Amplitude control, buffering, and filtering are three of the most common things you can do to analog signals. More generally, amplifiers can be used to implement many kinds of transfer functions, which are the basic mathematical descriptions of signal processing tasks. Thus, amplifiers are all over the place.
Why op amps in particular? As I said, op amps are essentially high-quality amplifiers. Their key characteristics are:
- Very high differential gain (sometimes as high as 1,000,000!)
- Very high input impedance (teraohms at low-frequency for FET-input op amps)
- Very high common-mode rejection ratio (typically >1000)
These characteristics mean that the behavior of the amplifier is almost entirely determined by the feedback circuit. Feedback is done with passive components like resistors, which are much better-behaved than transistors. Try simulating a simple common emitter amplifier across voltage and temperature -- it's not great.
With modern improvements in integrated circuits, op amps are cheap, high-performance, and readily available. Unless you need extreme performance (high power, very high frequency) there's not much reason to go with discrete transistor amplifiers anymore.
An op amp is three 5 basic tools in one (if not more).
First a comparison device, like an if else statement
(if a > b, output = a, else b)
.Second a buffer
(in = 1, out = 1, refreshed)
.Third an amplifier, like a multiplier
(in = 1, out = 10)
.Fourth, a phase shift/delay
(in = x, out = x + 1)
.Fifth, an inverter
(in = x, out = 1/x)
.
They tend to be very versatile, and able to adapt to many circuits as needed.
Fundamentally, as a signal gets processed through analog discrete elements, its amplitude—its voltage—drops. An op amp can buffer and boost an analog signal, ensuring it is readable or useful at the end.
Incidentally, a for loop would be a counter. A decade counter works like a for (i = 0, i < 10, i++)
loop.
Some of the key benefits of an op-amp are
high input impedance: Due to its high input impedance, an op-amp doesn't unduly load the preceding circuit. An op-amp itself might have input impedance in the 10's or 100's of gigohms. An op-amp feedback circuit will likely have a lower input impedance, but the high input impedance of the op-amp allows this to be entirely set by the other components.

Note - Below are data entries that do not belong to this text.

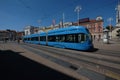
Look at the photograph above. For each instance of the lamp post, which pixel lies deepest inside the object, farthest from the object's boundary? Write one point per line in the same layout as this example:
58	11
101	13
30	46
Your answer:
110	26
77	9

low output impedance: Due to its low output impedance, an op-amp circuit can generally drive another op-amp circuit (or an ADC or ...) without the load affecting its behavior.
high gain: The high gain of the op-amp allows it to be used in a negative feedback circuit such that the behavior of the circuit is dominated by the feedback elements rather than by the op-amp. This means
Often only a few precision components are required in the feedback circuit to achieve precision performance from the overall circuit.
Since the behavior of the circuit is controlled by the feedback circuit, the op-amp can be used with numerous different feedback elements to achieve different functions like amplification, differentiation, integration, logarithmic amplification, etc. (This may be the key reason that op-amps have such "pervasive application").